One common misconception is that osteoporosis only affects elderly white women. While it’s true that the disease most commonly impacts this demographic, it does not discriminate and can impact both men and women at any age. Being proactive about our bone health in our 20s, 30s and 40s is key. It is much easier to prevent developing low bone density compared to reversing it later on. So, what can you do to maintain good bone health? Know the facts about osteoporosis, take steps to keep your bones strong and healthy, and know what to look out for when assessing your own bone health is a great first step to keeping you healthy.
What impacts bone health?
Vitamins and diet: Like most health advice, maintaining a well-balanced diet with plenty of fruits and vegetables rich in calcium and vitamin D is great for maintaining long-term bone health.
Exercise: It’s no secret that squeezing in at least 30 minutes of exercise each day is great for your overall health. Specific to maintaining or increasing bone health though, incorporating muscle-strengthening and weight-bearing exercises can help build bone density.
Smoking and alcohol: In general, it is good health advice not to smoke and to use alcohol in moderation. According to Mayo Clinic, research suggests that tobacco use and excessive alcohol intake can contribute to weak bones.
Some medications: Long-term use of certain medications can impact your bone health. Contrarily, there are medications that can be prescribed to help you build bone density. If you have questions about medications, be sure to speak with your provider.
Your individual makeup and family history: Your physical size, gender, age, race, hormone levels, family history and more can all affect your bone health. Keep these factors in mind as you assess your risk for bone disease.

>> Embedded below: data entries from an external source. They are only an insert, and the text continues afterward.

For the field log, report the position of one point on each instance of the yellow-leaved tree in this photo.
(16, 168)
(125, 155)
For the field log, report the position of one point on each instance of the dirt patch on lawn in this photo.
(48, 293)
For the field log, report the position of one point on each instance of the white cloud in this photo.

Osteoporosis is known as a “silent” disease because often folks don’t know they have low bone density until they have broken a bone. Knowledge is power. Be sure to speak with your provider if you have questions or concerns about your bone health.
Dr. Kelsey Hoffman is a Primary Care Provider at St. Peter’s Health. She earned her Doctor of Medicine at the Midwestern University - Chicago College of Osteopathic Medicine and completed her fellowship and residency in the Montana Family Medicine Residency Program. Dr. Hoffman is a board-certified member of the American Board of Family Medicine and the American Board of Family Medicine-Sports Medicine.